LH Kaiser zu 60 Jahre römische Verträge: "Europa, unsere Zukunft vor Nationalisten und Rechtspopulisten beschützen!"

Rückgrat und soziale sowie solidarische Verantwortung gefordert. Europäische Idee verdient in schwierigen Zeiten Unterstützung. Europa ein Gesicht und Identität geben.

Klagenfurt (OTS) - Mit einem Mahn- und Warnappell wendet sich heute, Samstag, der stellvertretende SPÖ-Bundesparteivorsitzende Landeshauptmann Peter Kaiser, angesichts des 60sten Jahrestages der Unterzeichnung der römischen Verträge, der Grundsteinlegung der heutigen Europäischen Union, an die Bevölkerung ebenso wie an die Politik.

“Europa steht heute am Scheideweg: Entweder die EU bzw. Die politischen Verantwortungsträger besinnen sich der europäischen Ursprungsidee, auf das Gemeinsame, auf Freiheit und Solidarität für alle EU-Bürger oder die nationalstaatlichen politischen Schrebergärtner, die sich lieber von der Außenwelt abkanzeln, sich einigeln und ihr eigenes dünnes Süppchen kochen wollen, bestimmen die Zukunft”, macht Kaiser deutlich. Für ihn stehe unverrückbar fest, dass die Europäische Union wieder enger zusammenrücken müsse.Viel zu schnell werde vergessen, welche Freiheiten und Verbesserungen die Europäische Union gerade auch für Österreich und Regionen wie Kärnten mit sich gebracht habe - angefangen von der Reise- und Personenfreizügigkeit, den vielen mit EU-Mitteln unterstützten Projekten, von denen wir alle täglich profitieren bis hin zu den vielen Möglichkeiten, die sich wirtschaftlich, kulturell und ausbildungstechnisch für alle, insbesondere für junge Menschen bieten.

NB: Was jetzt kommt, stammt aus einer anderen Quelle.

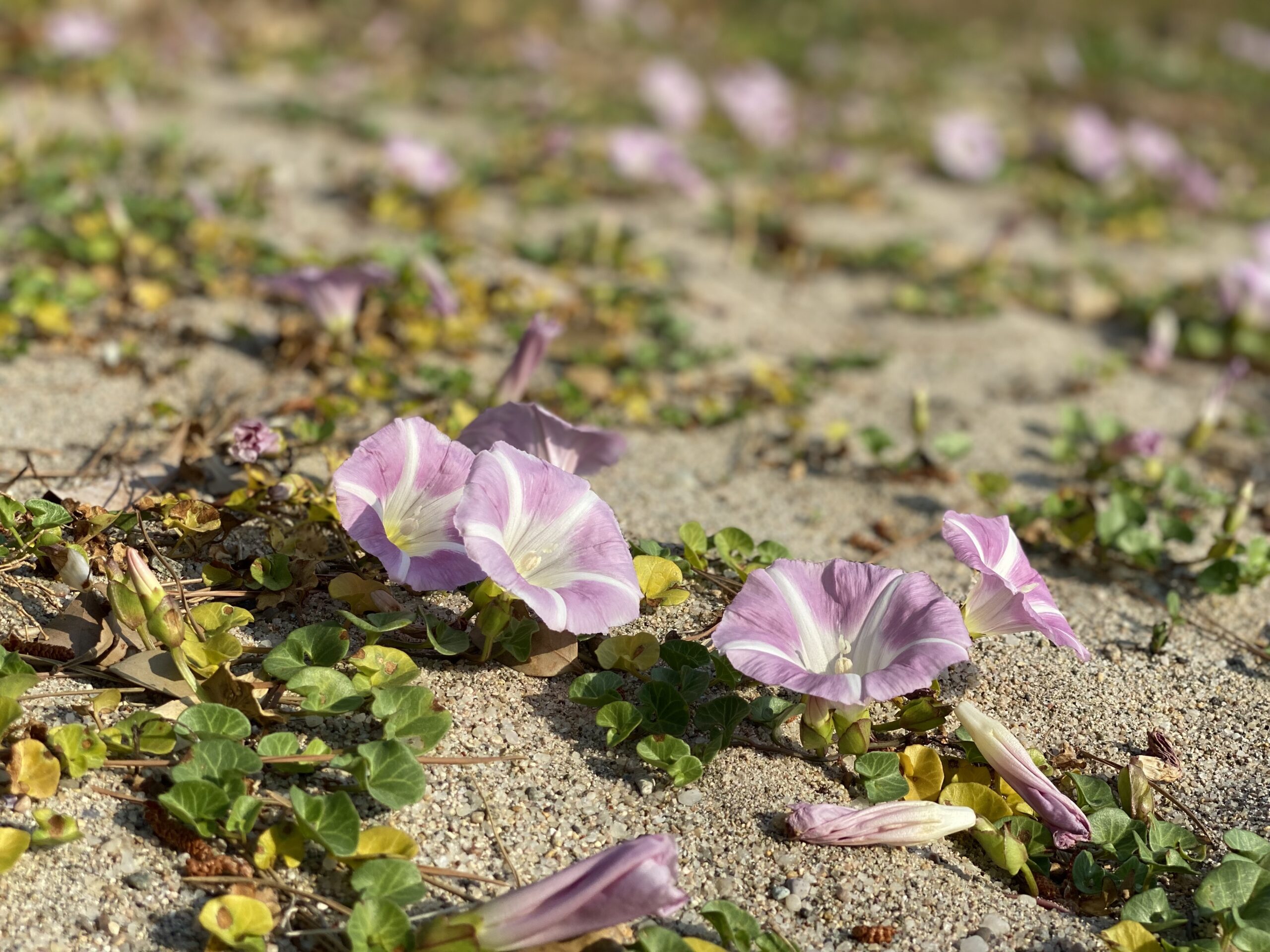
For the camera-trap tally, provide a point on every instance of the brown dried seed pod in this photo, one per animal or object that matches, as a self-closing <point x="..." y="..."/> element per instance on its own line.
<point x="39" y="649"/>
<point x="176" y="835"/>
<point x="874" y="935"/>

Politisch wäre es fatal und in höchstem Maße verantwortungslos gegenüber zukünftigen Generationen, sich ähnlich wie Großbritannien zu separieren und Egoismus mit Patriotismus gleichzusetzen. “Jedes Kind lernt, dass der vermeintlich einfachere und keine Rücksicht auf andere nehmende Weg nicht immer der richtige, zielführende ist. Deswegen, ist die Europäische Union, bei all den zu lösenden Problemen, die es derzeit gibt, auch die Zukunft. Dafür lohnt es sich zu kämpfen. Es geht um unsere und die Zukunft unserer Kinder. Deswegen ist alles zu tun, um Europa vor den kurzsichtigen Nationalisten und Rechtspopulisten zu beschützen. Es sind berechnende Polit-Taktierer wie Nigel Farage, Gert Wilders, Marin Le Pen, HC Strache die die europäische Idee sabotieren und den Menschen vorgaukeln, sie würden es besser haben, wenn sie alleine, abgesondert in ihrem kleinen Kirchturm sitzen würden. Diesem Irrglauben, nationalstaatliches Kirchturmdenken mit Patriotismus gleichzusetzen, wie es mittlerweile auch ÖVP-Regierungspolitiker tun, ist entschieden entgegenzutreten”, betont Kaiser.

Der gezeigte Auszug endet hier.